We then set off to eat and shop, the greatest pleasures in life.  If you think Harajuku is all about gawking at girls dressed in ridiculous outfits, or cosplay, think again.  This art of looking like a cartoon character isn't as prevalent anymore.  It's pretty strange, considering that it seemed to be one of the main attractions of Harajuku (think Gwen Stefani's Harajuku girls).  Nevertheless, I enjoyed the shopping and stuffing my face with a strawberry and cream crepe.

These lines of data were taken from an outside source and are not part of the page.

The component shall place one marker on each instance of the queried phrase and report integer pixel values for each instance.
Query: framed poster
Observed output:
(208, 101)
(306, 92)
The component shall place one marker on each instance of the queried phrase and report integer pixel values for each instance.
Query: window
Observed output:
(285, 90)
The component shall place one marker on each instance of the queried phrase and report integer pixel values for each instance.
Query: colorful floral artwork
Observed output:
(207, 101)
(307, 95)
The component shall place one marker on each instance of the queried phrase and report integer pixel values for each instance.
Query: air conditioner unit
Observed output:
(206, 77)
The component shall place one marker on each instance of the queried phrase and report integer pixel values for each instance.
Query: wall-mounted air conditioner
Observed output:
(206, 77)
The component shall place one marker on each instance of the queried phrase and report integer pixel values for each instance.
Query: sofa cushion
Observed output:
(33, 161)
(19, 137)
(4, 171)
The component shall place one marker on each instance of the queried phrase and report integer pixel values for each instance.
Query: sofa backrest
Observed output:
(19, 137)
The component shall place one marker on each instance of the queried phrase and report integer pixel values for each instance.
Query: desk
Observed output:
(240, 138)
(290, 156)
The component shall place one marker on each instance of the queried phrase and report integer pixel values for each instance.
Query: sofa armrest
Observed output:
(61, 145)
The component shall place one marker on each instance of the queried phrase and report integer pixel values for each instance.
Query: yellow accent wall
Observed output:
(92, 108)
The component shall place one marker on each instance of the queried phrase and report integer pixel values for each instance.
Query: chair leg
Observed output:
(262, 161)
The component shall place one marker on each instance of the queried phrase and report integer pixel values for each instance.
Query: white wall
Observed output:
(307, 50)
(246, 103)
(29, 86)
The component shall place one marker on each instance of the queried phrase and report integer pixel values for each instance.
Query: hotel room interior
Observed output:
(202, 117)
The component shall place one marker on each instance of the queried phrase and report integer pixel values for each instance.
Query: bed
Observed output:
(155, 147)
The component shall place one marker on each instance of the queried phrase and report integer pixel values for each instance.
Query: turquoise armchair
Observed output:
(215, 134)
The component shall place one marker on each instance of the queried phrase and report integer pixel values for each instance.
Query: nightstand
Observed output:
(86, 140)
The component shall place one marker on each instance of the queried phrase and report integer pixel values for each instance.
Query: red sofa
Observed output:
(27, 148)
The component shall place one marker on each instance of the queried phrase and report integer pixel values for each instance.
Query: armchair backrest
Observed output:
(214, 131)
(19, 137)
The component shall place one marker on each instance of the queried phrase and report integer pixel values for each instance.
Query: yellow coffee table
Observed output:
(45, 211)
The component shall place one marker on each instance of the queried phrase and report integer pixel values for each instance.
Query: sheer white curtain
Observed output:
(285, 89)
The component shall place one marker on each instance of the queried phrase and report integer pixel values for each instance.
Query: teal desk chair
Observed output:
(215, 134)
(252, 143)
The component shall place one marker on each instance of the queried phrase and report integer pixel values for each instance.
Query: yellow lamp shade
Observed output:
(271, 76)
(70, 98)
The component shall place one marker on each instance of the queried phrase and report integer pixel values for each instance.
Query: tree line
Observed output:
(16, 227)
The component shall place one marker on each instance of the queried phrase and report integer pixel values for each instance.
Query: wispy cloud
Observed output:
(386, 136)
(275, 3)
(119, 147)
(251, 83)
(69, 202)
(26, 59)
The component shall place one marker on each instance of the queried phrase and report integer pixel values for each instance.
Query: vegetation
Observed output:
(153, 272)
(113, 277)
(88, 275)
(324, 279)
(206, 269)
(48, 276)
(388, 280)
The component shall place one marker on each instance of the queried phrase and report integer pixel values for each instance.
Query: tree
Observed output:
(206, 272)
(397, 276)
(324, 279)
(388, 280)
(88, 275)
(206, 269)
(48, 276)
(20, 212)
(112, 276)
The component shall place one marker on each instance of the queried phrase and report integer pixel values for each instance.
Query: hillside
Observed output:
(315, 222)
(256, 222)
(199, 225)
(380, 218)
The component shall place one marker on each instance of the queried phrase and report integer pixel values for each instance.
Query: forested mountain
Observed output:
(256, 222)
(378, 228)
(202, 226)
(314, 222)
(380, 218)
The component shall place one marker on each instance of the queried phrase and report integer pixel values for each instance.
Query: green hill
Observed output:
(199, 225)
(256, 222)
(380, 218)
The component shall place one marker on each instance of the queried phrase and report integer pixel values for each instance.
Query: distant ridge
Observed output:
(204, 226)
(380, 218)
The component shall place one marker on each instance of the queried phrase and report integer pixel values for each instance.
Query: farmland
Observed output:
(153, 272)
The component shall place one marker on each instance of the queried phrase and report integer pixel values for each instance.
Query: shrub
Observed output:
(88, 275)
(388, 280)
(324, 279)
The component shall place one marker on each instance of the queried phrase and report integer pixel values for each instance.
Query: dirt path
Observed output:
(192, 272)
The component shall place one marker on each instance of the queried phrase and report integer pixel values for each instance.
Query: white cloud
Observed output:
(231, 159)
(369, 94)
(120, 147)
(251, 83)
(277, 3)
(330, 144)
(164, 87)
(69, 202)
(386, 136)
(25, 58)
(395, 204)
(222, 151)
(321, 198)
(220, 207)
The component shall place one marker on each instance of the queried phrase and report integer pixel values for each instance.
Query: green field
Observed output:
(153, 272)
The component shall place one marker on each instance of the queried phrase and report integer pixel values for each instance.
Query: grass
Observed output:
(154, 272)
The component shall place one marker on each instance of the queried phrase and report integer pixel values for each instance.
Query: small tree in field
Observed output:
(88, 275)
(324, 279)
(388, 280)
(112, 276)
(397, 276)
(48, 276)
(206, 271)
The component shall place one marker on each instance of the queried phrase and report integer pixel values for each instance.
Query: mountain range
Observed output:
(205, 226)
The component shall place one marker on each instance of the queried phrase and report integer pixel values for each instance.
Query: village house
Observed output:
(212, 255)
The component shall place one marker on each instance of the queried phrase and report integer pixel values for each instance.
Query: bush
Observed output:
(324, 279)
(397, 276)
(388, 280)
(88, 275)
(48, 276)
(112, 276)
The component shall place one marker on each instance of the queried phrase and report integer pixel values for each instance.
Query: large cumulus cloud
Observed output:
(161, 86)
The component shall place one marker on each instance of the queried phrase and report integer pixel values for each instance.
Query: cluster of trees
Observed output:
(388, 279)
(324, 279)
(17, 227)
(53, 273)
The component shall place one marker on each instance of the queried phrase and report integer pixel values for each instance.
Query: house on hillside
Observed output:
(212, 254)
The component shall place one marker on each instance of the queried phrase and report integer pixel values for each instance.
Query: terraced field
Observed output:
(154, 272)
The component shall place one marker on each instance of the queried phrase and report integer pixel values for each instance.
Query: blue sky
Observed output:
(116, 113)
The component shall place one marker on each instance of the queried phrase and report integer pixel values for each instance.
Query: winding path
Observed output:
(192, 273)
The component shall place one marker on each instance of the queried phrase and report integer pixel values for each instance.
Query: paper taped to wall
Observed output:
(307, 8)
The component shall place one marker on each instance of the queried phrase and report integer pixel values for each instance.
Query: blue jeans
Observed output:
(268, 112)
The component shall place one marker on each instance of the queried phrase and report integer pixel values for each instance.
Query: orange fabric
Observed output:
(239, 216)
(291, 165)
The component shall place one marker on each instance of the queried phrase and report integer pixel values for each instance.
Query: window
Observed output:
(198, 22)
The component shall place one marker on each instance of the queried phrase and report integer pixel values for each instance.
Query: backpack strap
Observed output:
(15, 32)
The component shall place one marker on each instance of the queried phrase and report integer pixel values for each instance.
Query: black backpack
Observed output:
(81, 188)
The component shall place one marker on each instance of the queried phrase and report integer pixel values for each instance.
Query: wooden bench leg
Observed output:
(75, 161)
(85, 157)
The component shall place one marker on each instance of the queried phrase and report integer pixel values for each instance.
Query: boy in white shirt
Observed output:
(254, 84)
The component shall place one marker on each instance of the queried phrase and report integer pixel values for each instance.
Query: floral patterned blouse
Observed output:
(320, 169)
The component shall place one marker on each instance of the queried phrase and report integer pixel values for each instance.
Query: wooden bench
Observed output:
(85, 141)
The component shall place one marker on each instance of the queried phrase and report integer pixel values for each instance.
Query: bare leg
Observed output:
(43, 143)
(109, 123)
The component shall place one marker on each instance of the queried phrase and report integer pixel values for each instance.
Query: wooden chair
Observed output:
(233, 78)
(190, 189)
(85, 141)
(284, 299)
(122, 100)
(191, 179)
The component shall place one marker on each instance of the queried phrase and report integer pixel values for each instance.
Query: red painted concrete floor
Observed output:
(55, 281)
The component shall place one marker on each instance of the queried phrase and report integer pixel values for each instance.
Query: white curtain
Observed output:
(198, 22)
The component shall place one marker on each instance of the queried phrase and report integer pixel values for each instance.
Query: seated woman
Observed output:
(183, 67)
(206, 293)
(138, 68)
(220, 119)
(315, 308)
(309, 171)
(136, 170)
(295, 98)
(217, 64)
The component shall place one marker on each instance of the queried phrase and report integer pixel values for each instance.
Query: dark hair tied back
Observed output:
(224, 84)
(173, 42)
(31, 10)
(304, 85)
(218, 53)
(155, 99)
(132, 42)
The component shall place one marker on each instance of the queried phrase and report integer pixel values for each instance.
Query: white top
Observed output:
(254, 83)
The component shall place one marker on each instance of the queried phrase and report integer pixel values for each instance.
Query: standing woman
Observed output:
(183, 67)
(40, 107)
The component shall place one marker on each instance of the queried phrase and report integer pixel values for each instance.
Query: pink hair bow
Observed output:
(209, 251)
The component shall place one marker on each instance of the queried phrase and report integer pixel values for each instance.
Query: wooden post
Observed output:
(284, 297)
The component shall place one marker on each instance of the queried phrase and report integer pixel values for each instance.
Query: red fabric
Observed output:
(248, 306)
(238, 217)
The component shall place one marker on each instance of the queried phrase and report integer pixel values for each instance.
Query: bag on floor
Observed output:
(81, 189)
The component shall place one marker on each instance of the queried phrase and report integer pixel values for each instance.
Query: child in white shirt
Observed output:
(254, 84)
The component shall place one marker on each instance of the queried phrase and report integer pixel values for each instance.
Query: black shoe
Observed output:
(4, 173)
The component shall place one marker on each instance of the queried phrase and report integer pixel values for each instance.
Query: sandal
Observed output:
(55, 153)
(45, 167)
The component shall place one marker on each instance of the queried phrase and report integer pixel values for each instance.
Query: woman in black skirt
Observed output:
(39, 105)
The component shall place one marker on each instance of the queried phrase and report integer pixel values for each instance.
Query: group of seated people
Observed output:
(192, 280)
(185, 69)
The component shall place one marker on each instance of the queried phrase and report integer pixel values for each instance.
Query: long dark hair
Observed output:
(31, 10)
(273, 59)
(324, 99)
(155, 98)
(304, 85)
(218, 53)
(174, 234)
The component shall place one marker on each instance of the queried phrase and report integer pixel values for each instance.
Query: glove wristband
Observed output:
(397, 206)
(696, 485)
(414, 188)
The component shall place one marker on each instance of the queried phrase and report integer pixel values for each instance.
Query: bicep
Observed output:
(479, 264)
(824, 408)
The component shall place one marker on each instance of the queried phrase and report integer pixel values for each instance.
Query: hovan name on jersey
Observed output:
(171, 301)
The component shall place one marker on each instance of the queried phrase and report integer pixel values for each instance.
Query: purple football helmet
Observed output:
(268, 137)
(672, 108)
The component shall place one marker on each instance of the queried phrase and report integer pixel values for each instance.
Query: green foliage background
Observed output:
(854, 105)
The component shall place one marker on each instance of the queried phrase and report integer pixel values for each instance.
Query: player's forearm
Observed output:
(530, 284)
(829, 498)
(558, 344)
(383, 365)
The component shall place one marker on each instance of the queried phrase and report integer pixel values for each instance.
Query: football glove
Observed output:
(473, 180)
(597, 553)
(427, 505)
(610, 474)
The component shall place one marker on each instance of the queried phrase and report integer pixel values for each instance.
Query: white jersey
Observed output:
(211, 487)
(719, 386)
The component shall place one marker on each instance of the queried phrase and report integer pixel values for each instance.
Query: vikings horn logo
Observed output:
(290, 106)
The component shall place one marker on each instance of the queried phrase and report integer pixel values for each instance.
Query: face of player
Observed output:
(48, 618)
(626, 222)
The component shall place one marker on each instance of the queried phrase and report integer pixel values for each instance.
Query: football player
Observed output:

dress- asos; sweater, shoes, purse- thrifted

Later on, Nina had to head off and study for a mid-term, so I took to the streets of Shibuya for some more record hunting.  I stopped off at a few shops and searched for Violet and Claire, a small, independent, and incredibly adorable shop owned by Sumire Twee (who is incredibly adorable herself).  She signed my good friends, Sea Lions, to her label, and recently brought them to Japan for a tour.  I heard so many great things about her that I just had to visit her shop to meet her myself!  I walked into the shop and she graciously welcomed me and we talked about Tokyo and records and life and all of that fun stuff.  I highly recommend visiting her shop if you are ever in Shibuya, not only to check out her selection of records and clothing/accessories and curios, but just to meet the lovely woman herself!  She is just the greatest.  Anyways, I was so absorbed by talking to her and her shop that I didn't even think of taking any pictures.  But here is her website. Go look at all of her stuff and all of the cool stuff she is selling/doing!

 

pics from violet&claire blog

Aight, I'm off to sleep now.  Hope you all in cyber land are having a good time reading all of my ramblings.  Nighty night!